De heer Schalk (SGP):
Ik begrijp dat u daar niet vrolijk van wordt, mijnheer Don, maar ik kan me voorstellen dat de regering probeert om dat inburgeringstraject zo soepel mogelijk te laten verlopen. Nu uit de cijfers blijkt, zoals u betoogd hebt, dat het traject in ieder geval langer duurt dan we willen, moet je toch ergens vroeg in het project ermee beginnen om extra duwkracht te positioneren? Dat zou kunnen gebeuren met een participatieverklaring. Ik zeg niet dat dit het medicijn is dat helemaal helpt, maar ik kan me wel voorstellen dat we met elkaar zoeken naar een middel waarmee de mensen in ieder geval op het juiste been worden gezet.
De heer Don (SP):
De heer Schalk heeft mij horen betogen dat die maatschappelijke begeleiding door de gemeenten wat mij betreft een goede start is. Daarmee gaan we terug naar de Wet inburgering 2007, waar ik destijds zelf in de gemeente Eindhoven deels mee te maken heb gehad. Bij die regeling zag je de betrokkenheid van de gemeenten. Vervolgens is de verantwoordelijkheid weggehaald bij het Rijk en is er een inburgeringswet geproduceerd die — ik zeg het maar even kort door de bocht — niet aan de verwachtingen voldoet. De resultaten blijven sterk achter bij de verwachte percentages inburgeraars. Vervolgens voegen we een participatieverklaringstraject toe, iets heel amorfs dat op lokaal niveau in proces moet worden gebracht, en daarmee hopen we dat het beter wordt. Maar volgens mij gaat dat zo niet werken. Mijn fractie heeft kritisch gekeken naar de beschrijving van de pilot waar de minister in zijn beantwoording elke keer wat enthousiaster over is dan wij dat zijn.

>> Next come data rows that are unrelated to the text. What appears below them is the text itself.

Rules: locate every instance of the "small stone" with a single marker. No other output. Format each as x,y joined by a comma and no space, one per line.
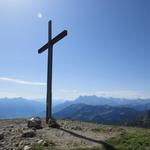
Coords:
27,147
40,142
29,134
53,124
1,136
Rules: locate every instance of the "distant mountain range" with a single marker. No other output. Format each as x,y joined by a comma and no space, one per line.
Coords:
103,114
19,108
86,108
137,104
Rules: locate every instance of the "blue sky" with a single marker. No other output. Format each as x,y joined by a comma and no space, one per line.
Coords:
106,52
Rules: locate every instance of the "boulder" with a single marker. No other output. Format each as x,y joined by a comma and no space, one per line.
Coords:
29,134
34,123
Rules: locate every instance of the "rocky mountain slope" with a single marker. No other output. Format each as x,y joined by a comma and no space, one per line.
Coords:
73,135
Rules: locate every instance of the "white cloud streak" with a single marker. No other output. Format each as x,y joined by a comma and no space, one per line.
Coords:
22,81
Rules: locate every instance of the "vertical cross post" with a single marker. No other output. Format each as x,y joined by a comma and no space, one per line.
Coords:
49,46
49,75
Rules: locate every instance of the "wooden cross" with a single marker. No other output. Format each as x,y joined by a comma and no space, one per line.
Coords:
49,46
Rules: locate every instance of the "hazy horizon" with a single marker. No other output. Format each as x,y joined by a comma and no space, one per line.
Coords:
106,52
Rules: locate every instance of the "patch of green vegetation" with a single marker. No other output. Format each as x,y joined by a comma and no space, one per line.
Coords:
41,147
108,128
139,140
87,148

Daarnaast horen wij de docenten inburgering hier en daar sputteren dat het allemaal wat anders moet. Op grond daarvan denken wij dat het beter is om het voorlopig bij het oude te houden en te zorgen dat de gemeenten wat meer regie krijgen. Kortom: ik ben hier niet zo enthousiast over.
Mevrouw Nooren (PvdA):
Ik heb het idee dat de heer Don de helft van het wetsvoorstel gelezen heeft, want één deel van het wetsvoorstel gaat over de participatieverklaring ...
De heer Don (SP):
Ja.
Mevrouw Nooren (PvdA):
... en het andere deel van het wetsvoorstel gaat over de toenemende rol van de gemeenten. Om te voorkomen dat we het kind met het badwater weggooien, is mijn vraag of hij dan niet enthousiast is over het deel van het wetsvoorstel dat gaat over het wettelijk verankeren van de rol van de gemeente en van de gemeentelijke rol in de maatschappelijke begeleiding.
De heer Don (SP):
Ja, dat hebt u mij ook horen zeggen. Ik heb een heel klein saillant zinnetje uitgesproken, maar dat zal u in alle vlugheid ontgaan zijn. Het nu voorliggende wetsvoorstel mag van mij ingetrokken worden. De participatieverklaring mag er van mij uit, maar goed, er ligt hier één wetsvoorstel voor met die twee verschillende onderdelen erin. De participatieverklaring is wat ons betreft ... Ik zat gisteravond te denken: je kunt beter gaan macrameeën in de wijk met de inburgeringsplichtigen. Daar kom je misschien verder mee dan met een participatieverklaring.
Mevrouw Nooren (PvdA):
De heer Don vindt dus dat er vanwege de participatieverklaring ook geen extra impuls of mogelijkheden of structurele middelen voor de gemeente hoeven te zijn?
De heer Don (SP):
Weet u, voorzitter, ik sta hier als Eerste Kamerlid en ik heb alleen maar de mogelijkheid om er iets van te vinden en er ja of nee op te zeggen. Wacht de evaluatie volgend jaar af, mevrouw Nooren, dan is er weer een herstelmogelijkheid.
Dank u wel. En ik wil de minister nog even succes wensen in het debat dadelijk aan de overkant.